I have some difficulties to understand the answer of one of the practice problem of the reading relating to Non-current liabilities. The question is the 12: "For a bond issued at a premium, using the effective interest rate method, the: A ) carrying amount increases each year.

B ) amortization of the premium increases each year.

C ) premium is evenly amortized over the life of the bond. »

the answer A is definitely wrong because the carrying value should decrease every year since the bond was issued at a premium

the answer C refers to a straight line amortization

The answer B is the correct answer according to the book but in my opinion it is wrong too because since the carrying value decreases every year, the interest expense (effective interest rate x carrying value) should decrease every year too and the premium amortization which is the difference between this interest expense and the interest paid (which is fixed) should therefore decrease every year too?

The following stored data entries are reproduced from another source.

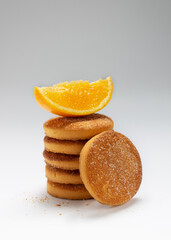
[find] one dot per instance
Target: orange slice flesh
(76, 98)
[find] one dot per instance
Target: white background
(45, 42)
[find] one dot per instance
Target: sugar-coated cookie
(77, 128)
(63, 161)
(68, 191)
(110, 167)
(63, 146)
(63, 176)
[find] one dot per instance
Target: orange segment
(76, 98)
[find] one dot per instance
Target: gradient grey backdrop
(46, 42)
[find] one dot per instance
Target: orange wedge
(76, 98)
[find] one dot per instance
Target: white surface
(44, 42)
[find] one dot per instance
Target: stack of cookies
(64, 140)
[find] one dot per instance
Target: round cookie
(63, 176)
(68, 191)
(64, 146)
(77, 128)
(63, 161)
(110, 167)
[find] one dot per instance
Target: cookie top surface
(92, 121)
(110, 167)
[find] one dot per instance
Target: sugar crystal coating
(113, 170)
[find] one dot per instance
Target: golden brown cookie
(77, 128)
(68, 191)
(63, 161)
(63, 176)
(110, 167)
(63, 146)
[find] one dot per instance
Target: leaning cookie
(77, 128)
(63, 161)
(64, 146)
(68, 191)
(110, 168)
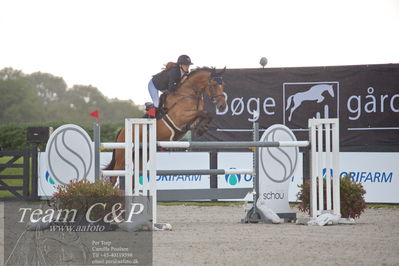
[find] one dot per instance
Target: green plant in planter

Could someone explain me why I am wrong or what I missed?

Thanks in advance!

I suggest that you set up an amortization table in Excel to see why B is correct.

Try a 10-year, annual-pay, 6% coupon, $1,000 par bond issued at $1,100.

Here’s the mathematical intuition behind WHY the amortization is greater each year.

A market rate bond (i.e. where coupon - YTM) will trade at par. So, if coupon is > YTM, the bond trades at a premium. And the premium will be the PV of the “additional” (i.e. relative to a market rate bond) coupon payments. So, if you had a 10% YTM and an 11% coupon on a 30-year bond, the 11% bond would provide $10 more per year than the 10% bond (assuming a $1,000 par value)for 30 years. And the premium would be the PV of those payments at a 10% discount rate (in other words, the bond would sell for $1,094.27, and the PV of a 30-period $10 annuity at 10% is $94.27).

The premium in the next period would be the PV of a 29 period, $10 annuity, or $93.70.

The difference between the two (i.e. the amortization of the premium in the first year) is the PV of that 30th payment. Check that out for yourself - what’s the PV of $10 at 15% for 30 years?

The next period, the premium will now be the PV of a 28 period annuity, or $93.07. So, the first year, the premium went down by $0.57, and the second by $0.63. Each year, the Premium goes down by the PV of the “last” payment. And since the annuity gets shorter each year, the PV of that last payment gets larger.

Hi S2000magician, Busprof,

Thanks a lot for answering.

After starting to do all the computation by myself on paper I realized how stupid my question was… Thanks again for helping and for the explanations!

Even simpler:
Coupon > Market Rate
so
Bond Price > Par

Interest Paid = Par x Coupon (fixed throughout)
Interest Expense = Bond Price/Carrying Value x Market Rate (decreases towards maturity)
Interest Paid > Interest Expense
Interest Paid — Interest Expense = Amort of Premium
Since Interest Paid is fixed throughout and Interest Expense decreases towards maturity therefore Amort of Premium increases.